Monday, June 22, 2015

Parents on holiday.

My mother spent many years helping me exercise every single day. Regardless of whether  it was a weekday or a weekend we'd be right on that mat on the floor, stretching, moving and turning for hours. But when summers came she'd often send me away for a week or two if not more.The goal was to get me away from the home and out of the city. There was no pleading with her. For me it was a wasted time. I'd be stuck with an aunt or an uncle in the middle of nowhere with nothing to do. I'd end up on my grandmother's farm or a cabin in the woods just counting the days for someone to put me out of my mystery. I was there with no computer, a black and white TV and electricity being often out for hours. For a young boy it was version of hell. I didn't really like going to school growing up (although I was a good student) so I hated the feeling of wasting most of my break on this only to return before classes resumed again. I tried pleading and reasoning with my mom telling her how all of this gave me anxiety but the fact was that the break wasn't for my benefit. It was for hers. She told me on one or two occasions, when I got really upset about having to stay with yet another relative that she needed a break for me. And that we needed a break from each other. It's not a nice feeling when you think of yourself as a burden or a task that people need to take a break from. It frames you as a thing rather than a person. For many years however my rehabilitation was my mother's full time job. My father had an outlet, he had a job - often two- outside of the house. And caring for a special needs child, being a nurse, a therapist, a nutritionist in addition to simply parenting has to get exhausting sometimes. Yes, I know that this is what parents do and they do it with a smile when they come to call. But isn't it emotionally and physically draining sometimes when you take on so much? Doesn't everyone deserve a vacation?

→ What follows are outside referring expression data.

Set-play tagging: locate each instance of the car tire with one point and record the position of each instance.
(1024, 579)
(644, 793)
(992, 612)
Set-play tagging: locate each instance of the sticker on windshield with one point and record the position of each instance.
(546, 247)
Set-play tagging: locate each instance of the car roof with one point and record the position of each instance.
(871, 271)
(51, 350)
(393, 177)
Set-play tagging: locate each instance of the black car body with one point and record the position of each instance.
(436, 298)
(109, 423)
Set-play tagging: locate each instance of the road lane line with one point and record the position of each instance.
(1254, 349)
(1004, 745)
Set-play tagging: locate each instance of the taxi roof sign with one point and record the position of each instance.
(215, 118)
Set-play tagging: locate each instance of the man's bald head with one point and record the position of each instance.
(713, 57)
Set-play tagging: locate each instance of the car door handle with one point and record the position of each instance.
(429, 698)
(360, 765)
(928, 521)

I was reminded of this as my Florida nonprofit was investigating ways to help a girl with a brain injury in my native Poland. A violent incident and a chain of events that followed rendered her with no long term or short term memory. It was a heartbreaking story that made the headlines and we wanted to do something.  Our focus was to see if we can get involved to find a therapy or treatment to get her out of that state. We asked family members to look into her situation. But the information we got was primarily about the mother. Always there, always silent, supportive and trying to  get her daughter back. A single parent.  For a shred of memory and a bit of improvement she gave her life for her daughter's in a sense, trying to get her back for the last ten years. And she might never be as she was. I understand the need to help her, but who's going to help the mother?- our contact said- She needs a break, she's always there. There should be a non profit that sends people caring for family members with disability on vacation. Well, it's outside of what we do, but maybe there should. Because it is hard work, day in and day out. And we rarely seem to notice, taking sacrifices for granted because it's "what parents do". But what parents also do have is a breaking point and they're only human. And this made me think of all the times I was stuck in "nature' so my mom would get what she needed to recharge her batteries. Many don't even get that much I guess.